Fragilité dont témoigne peut-être l’usage commun d’un relativisme dévoyé. Ce qui était une ouverture à la discussion devient prétexte à la mollesse intellectuelle : nous ne sommes pas issus du même monde - sexe, culture, histoire -, nous ne pouvons rien nous apprendre et tout ce qu’il reste à faire, c’est éviter de heurter nos susceptibilités respectives. Aujourd’hui, il n’y a plus de bûchers en Occident, mais sur les campus fleurissent les « safe spaces », tandis que le « virtue signalling » fait ses premières victimes dans le monde universitaire anglo-saxon. Les auteurs d’une étude sérieuse – portant sur la variabilité des QI ou la dysphorie de genre par exemple – qui viendrait contredire une morale simpliste dominante courent désormais un risque. A cette extrémité du relativisme naît à nouveau l’intolérance et la sottise : le fait doit valider la valeur. N’oublions donc pas que « pouvoir dire la vérité » est encore l’une de nos plus chères valeurs. Et Giordano Bruno ne meurt pas pour que la Terre tourne autour du Soleil, mais refuse de vivre dans un monde qui lui interdit de le dire.

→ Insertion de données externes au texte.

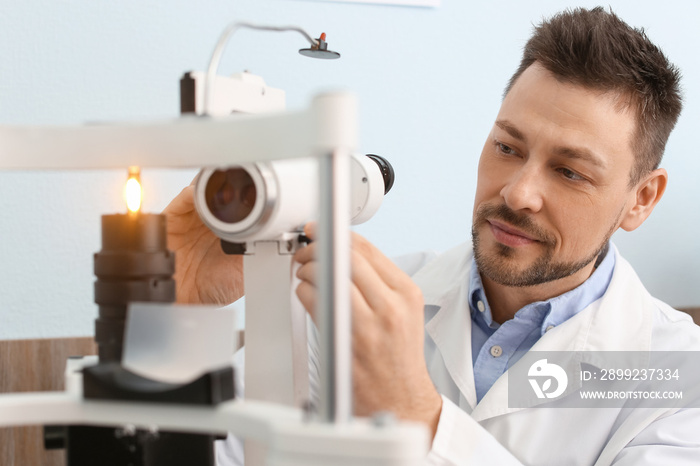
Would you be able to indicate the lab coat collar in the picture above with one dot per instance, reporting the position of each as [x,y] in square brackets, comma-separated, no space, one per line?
[621,320]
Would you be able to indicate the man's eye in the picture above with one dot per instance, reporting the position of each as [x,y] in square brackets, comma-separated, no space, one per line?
[505,149]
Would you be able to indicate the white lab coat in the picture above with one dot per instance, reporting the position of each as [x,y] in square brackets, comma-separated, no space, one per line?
[626,318]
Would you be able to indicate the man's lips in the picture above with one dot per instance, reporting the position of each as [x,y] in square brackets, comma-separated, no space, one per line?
[508,235]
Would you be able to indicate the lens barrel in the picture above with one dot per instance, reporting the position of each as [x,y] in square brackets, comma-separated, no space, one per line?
[230,194]
[134,265]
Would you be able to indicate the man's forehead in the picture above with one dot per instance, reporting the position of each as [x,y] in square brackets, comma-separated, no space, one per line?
[584,123]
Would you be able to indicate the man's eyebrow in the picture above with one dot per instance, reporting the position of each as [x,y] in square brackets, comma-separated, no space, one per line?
[569,152]
[509,128]
[580,153]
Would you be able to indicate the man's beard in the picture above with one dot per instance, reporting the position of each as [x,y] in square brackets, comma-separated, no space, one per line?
[543,270]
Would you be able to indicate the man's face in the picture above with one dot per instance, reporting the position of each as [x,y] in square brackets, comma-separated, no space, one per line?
[553,180]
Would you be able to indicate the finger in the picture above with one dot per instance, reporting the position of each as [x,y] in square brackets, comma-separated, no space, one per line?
[308,272]
[311,230]
[385,269]
[305,254]
[370,284]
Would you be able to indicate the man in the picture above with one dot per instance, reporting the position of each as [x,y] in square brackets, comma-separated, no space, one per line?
[573,155]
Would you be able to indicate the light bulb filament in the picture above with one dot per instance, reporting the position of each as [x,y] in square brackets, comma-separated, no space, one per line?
[133,190]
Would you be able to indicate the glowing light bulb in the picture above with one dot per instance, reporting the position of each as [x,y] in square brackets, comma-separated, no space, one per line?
[133,190]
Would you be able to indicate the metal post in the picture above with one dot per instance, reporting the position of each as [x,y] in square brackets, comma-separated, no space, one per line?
[334,312]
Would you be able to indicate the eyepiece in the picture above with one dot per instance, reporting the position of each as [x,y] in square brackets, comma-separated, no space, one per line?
[386,169]
[230,194]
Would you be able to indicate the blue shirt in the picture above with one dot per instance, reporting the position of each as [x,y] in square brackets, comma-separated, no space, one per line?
[496,347]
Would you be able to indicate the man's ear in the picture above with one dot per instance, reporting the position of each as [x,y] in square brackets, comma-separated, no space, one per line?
[648,194]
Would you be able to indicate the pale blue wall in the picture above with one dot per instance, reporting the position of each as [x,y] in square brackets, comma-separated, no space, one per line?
[429,83]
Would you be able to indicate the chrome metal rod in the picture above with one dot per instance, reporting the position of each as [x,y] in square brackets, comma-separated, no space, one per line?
[334,289]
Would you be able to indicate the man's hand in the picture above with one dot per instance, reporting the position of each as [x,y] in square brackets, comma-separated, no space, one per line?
[203,272]
[389,370]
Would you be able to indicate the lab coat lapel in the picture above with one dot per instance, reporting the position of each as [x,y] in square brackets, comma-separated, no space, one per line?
[618,321]
[445,285]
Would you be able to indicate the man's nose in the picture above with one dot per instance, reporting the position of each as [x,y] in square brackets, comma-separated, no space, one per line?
[524,190]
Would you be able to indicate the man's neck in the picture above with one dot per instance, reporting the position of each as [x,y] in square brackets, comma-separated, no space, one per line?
[505,301]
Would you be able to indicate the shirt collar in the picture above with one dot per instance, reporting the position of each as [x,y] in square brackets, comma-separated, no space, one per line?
[551,312]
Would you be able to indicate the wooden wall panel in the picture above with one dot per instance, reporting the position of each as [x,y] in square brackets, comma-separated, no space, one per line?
[34,365]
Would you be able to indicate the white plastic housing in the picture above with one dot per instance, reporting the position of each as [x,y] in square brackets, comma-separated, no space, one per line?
[287,197]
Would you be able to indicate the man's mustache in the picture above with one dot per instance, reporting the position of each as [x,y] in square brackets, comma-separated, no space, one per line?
[519,221]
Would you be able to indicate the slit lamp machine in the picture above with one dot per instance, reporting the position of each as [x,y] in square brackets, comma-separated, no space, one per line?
[266,172]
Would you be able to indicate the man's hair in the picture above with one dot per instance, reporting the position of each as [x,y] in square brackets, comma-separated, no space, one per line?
[597,50]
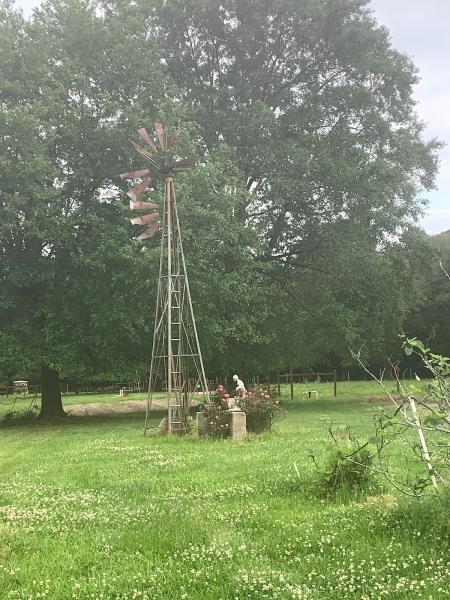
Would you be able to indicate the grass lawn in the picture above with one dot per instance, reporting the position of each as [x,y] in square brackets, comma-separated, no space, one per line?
[89,508]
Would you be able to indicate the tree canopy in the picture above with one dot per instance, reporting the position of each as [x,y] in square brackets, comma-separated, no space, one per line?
[298,218]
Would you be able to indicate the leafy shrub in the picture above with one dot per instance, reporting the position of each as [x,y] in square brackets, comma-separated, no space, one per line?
[347,470]
[262,408]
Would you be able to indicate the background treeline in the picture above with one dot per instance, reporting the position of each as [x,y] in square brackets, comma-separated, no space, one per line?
[298,218]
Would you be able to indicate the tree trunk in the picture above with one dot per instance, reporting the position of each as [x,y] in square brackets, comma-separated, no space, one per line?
[51,404]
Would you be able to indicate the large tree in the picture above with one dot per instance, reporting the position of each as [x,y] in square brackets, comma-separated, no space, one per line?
[311,165]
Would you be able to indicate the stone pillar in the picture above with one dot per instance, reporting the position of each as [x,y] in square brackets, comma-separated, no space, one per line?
[202,424]
[238,425]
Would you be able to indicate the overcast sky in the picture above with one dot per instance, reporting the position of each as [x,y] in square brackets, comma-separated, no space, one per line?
[420,29]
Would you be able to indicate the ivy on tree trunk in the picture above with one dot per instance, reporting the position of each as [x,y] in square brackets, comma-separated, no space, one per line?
[51,404]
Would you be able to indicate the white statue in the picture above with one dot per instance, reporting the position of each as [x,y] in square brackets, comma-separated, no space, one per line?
[240,387]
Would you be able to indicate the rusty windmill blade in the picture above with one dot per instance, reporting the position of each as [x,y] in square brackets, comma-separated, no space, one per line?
[142,205]
[135,192]
[147,139]
[144,153]
[145,219]
[150,232]
[134,174]
[172,138]
[160,133]
[183,163]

1 Le Mythe de Sisyphe, Albert Camus
2 Sur la logique et la théorie de la science, Jean Cavaillès
3 L’Homme révolté, Albert Camus

Francis Vincenti a dit…

Comme on l’a dit plus bas, le domaine des valeurs, des croyances s’il est celui de l’inconnaissable, reste le domaine du pensable, de la pensée conduite par la raison. Dans cette perspective, dès lors que l’on se place sur le terrain social, de la confrontation des cultures et des modes de vie, l’essentiel est de ne pas sombrer dans le dogmatisme. Il faut se garder de rejeter les croyances qui ne sont pas les nôtres, sans les avoir discutées. Cette règle présuppose qu’elle soit partagée : la tolérance n’a de sens que si elle est mutuelle. Dès lors, nous sommes contraints, en logique, d’admettre la pluralité des valeurs.
Pour autant, reconnaître la pluralité des valeurs n’empêche pas de porter un jugement sur celles-ci, donc de juger que certaines valent plus ou moins que d’autres.
Toutefois, un tel jugement doit être fondé sur notre expérience et en raison. Dans tous les cas, il conditionne la force de notre conviction.
C’est cette force qui, dans certaines circonstances, nous « pousse », finalement, à agir « comme il convient » en fonction de nos valeurs voire à combattre les valeurs qui ne sont pas les nôtres. C’est dans la force de nos convictions qu’il faut chercher la motivation, la ressource de dire non, de résister, voire même de désobéir.
Mais, l’essentiel est de rester lucide, d’avoir toujours un regard extérieur à soi et sur soi, d’être son propre spectateur critique, pour ne pas sombrer dans l’aveuglement.